5 000 croyants vivent financièrement avec toutes choses en commun.
Gamaliel raisonne avec le Sanhédrin pour épargner la nouvelle secte, et la persécution juive des nouveaux croyants s'arrête un moment.
Alors que le nombre de croyants se multipliait encore rapidement, certains croyants gentils ont découvert que leurs veuves étaient négligées dans la distribution de nourriture.
Les apôtres choisirent sept gentils.
Stephen commença immédiatement.
Fête des Tabernacles : Etienne lapidé. les croyants se sont dispersés.
Saul commence à persécuter.
Philippe prêche en Samarie mais néglige de mentionner le Saint-Esprit.
Pierre et Jean se rendent en Samarie et leur donnent le Saint-Esprit.
Philippe a rencontré un homme éthiopien quittant Jérusalem après la fête.
Philippe passa par Azotus et s'installa à Césarée.
A Hanoucca, les Juifs de Damas visitent Jérusalem et parlent au conseil des chrétiens de Damas.
Saul (Paul) demande au Sanhédrin une lettre d'autorisation pour persécuter les croyants juifs à Damas.
Paul sur la route de Damas.
Paul s'est échappé de la ville de Damas et a vécu en Arabie, dans le désert nabatéen, prêchant de ville en ville pendant trois ans.

34 après JC
Paul se rend à Damas et rencontre le Seigneur.
Paul s'échappe de la ville de Damas et vit dans le désert nabatéen, prêchant de ville en ville.
Philippe le Tétrarque (fils d'Hérode) meurt toutes ses terres (entre Damas et Nabatea) passent à la province de Syrie.
Peter visite Joppé et Césarée (d'une manière ou d'une autre sans rencontrer Philippe).
Pierre est choqué d'apprendre que le Saint-Esprit peut vivre à l'intérieur d'un Gentil INCIRCONCIS !
Pierre rend compte à l'église de Jérusalem.
Le parti de la circoncision accepte tacitement le fait que les gentils puissent être sauvés.
Paul est toujours à Nabatea (partie de l'Arabie).

35 après JC
L'église d'Antioche continue de croître, mais les nouvelles à son sujet ne sont pas encore parvenues à Jérusalem.
Certains croyants, comme Barnabas, sont retournés à l'église de Jérusalem, après avoir été dispersés.
La plupart, de loin, restent là où ils ont fui. en Judée et dans tout l'empire.
Pierre et les apôtres continuent de voyager en Judée, en Galilée et en Samarie pour aider les églises.
Le gouverneur romain de Syrie emmène ses quatre légions pour régler un conflit en Parthie.
Aretas, roi de Nabatea, profite du voyage de la Légion pour attaquer Peraea, en transjordanie.
Aretas prend Perea - une partie du territoire d'Hérode Antipas - comme une froide vengeance pour le divorce antérieur d'Hérode avec la fille d'Aretas.
Paul est toujours à Nabatea.

36 après JC
À Nabatea, Paul critique publiquement Aretas pour avoir attaqué Perea.
Aretas envoie un lieutenant avec des soldats pour arrêter Paul, qui fuit Nabatea et retourne à Damas.
A Damas, le Conseil Damascène accepte de laisser l'Entharque garder les portes, pour chercher Paul.
Paul - pour la deuxième fois - s'échappe de Damas en étant descendu dans un panier à travers un trou dans le mur.
Paul vient à Jérusalem et essaie de rencontrer l'église.
Paul reste avec Pierre à Jérusalem pendant 15 jours et prêche aux hellénistes de la ville.
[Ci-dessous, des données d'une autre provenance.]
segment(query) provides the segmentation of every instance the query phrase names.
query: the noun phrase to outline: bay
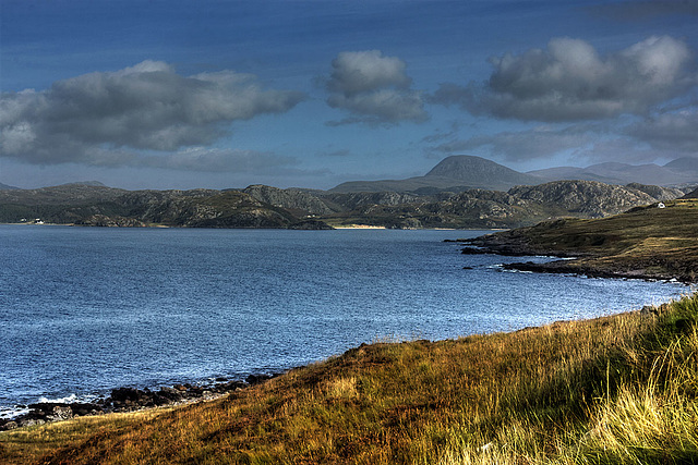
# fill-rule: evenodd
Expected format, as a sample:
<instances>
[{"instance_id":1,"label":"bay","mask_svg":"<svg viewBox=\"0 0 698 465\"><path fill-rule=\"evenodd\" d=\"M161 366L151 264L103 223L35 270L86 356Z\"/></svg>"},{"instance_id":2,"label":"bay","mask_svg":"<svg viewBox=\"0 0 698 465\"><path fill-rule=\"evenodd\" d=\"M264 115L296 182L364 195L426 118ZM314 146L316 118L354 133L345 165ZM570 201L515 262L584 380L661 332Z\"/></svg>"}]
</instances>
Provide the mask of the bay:
<instances>
[{"instance_id":1,"label":"bay","mask_svg":"<svg viewBox=\"0 0 698 465\"><path fill-rule=\"evenodd\" d=\"M520 258L461 255L443 242L483 233L0 225L0 415L123 386L277 372L364 342L590 318L687 292L504 272L498 265Z\"/></svg>"}]
</instances>

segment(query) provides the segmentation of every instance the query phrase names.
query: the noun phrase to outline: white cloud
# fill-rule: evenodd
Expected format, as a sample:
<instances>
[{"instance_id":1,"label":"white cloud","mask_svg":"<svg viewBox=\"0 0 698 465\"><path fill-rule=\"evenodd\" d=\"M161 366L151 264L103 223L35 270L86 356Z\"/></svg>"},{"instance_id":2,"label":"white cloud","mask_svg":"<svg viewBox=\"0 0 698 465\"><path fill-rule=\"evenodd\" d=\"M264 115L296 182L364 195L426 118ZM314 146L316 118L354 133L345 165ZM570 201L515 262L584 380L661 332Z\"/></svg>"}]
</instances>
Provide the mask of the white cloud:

Bientôt, Paul doit également fuir Jérusalem.
Les apôtres emmènent Paul à Césarée, où il monte sur un bateau et se dirige vers Tarse.
Vers la fin de l'année, après le départ de Paul, des nouvelles parviennent enfin à Jérusalem au sujet de l'église d'Antioche, qui compte des milliers de croyants et est presque entièrement païenne.

37 après JC
Tibère ordonne à Vitellius (Légat de Syrie) d'attaquer Aretas en Pérée.
Vitellius commence à marcher vers le sud et Aretas se retire de Perea.
Tibère meurt en mars et Vitellius cesse de poursuivre Aretas.
Gaius (Caliligula) devient maintenant empereur.
Caligula laisse Hérode Agrippa (I) sortir de prison à Rome (il était accusé d'avoir menacé Tibère).
Caligula donne à Agrippa l'ancienne Tétrarchie de Philippe - essentiellement toutes les terres entre Damas et Nabatea.
L'église de Jérusalem envoie Barnabas à Antioche de Syrie pour enquêter sur la nouvelle église des gentils là-bas.
En visitant et en encourageant les croyants à Antioche, Barnabas décide d'aller directement à Tarse et de chercher Paul.
Barnabas et Paul passent une année entière à rencontrer la nouvelle église d'Antioche et à enseigner à de nombreux croyants.
L'église d'Antioche a ajouté de nombreux croyants pendant cette période.
Antioche a été le premier endroit où les croyants en Jésus ont été appelés pour la première fois « chrétiens ».

38 après JC
Paul et Barnabas terminent leur année d'enseignement à Antioche.
Paul et Barnabas continuent de vivre à Antioche.

39 après JC
Hérode Antipas (qui a tué Jean-Baptiste) demande à Caligula le titre de roi.
Le neveu et beau-frère d'Hérode Antipas, Hérode Agrippa I, a informé Hérode Antipas à Caligula.
Agrippa hérite alors de la tétrarchie d'Antipas.
Ainsi, Hérode Agrippa Ier est maintenant tétrarque de toute la Galilée, de Pérée et de certaines terres plus au nord (mais PAS de Judée.)
A Petra, à Nabatea, le roi Aretes meurt de vieillesse.
À Antioche, Agabus prophétise la famine à venir en Judée.
L'église d'Antioche commence à mettre de côté une aide pour l'église de Jérusalem.

40 après JC
L'église d'Antioche continue de mettre de l'argent de côté pour aider l'église de Jérusalem lorsque la famine viendra.

41 après JC
Caligula est tué à Rome et Claude César devient empereur.
Claudius nomme Hérode Agrippa I comme roi de toute la Judée, de la Samarie et de la Galilée, avec ses terres orientales.
(Temporairement, il n'y a plus de procureur en Judée.)
L'église d'Antioche continue de mettre de l'argent de côté pour aider l'église de Jérusalem lorsque la famine viendra.

42 après JC
L'église d'Antioche continue de mettre de l'argent de côté pour aider l'église de Jérusalem lorsque la famine viendra.
Claudius annexe officiellement la Thrace - à l'est de Philippes jusqu'à la mer Noire - mais la région n'est pas considérée de loin comme « pacifiée ».

43 après JC
L'église d'Antioche continue de mettre de l'argent de côté pour aider l'église de Jérusalem lorsque la famine viendra.

44 après JC
Fin mars, Paul et Barnabas quittent Antioche avec un gros cadeau financier pour les saints de Jérusalem.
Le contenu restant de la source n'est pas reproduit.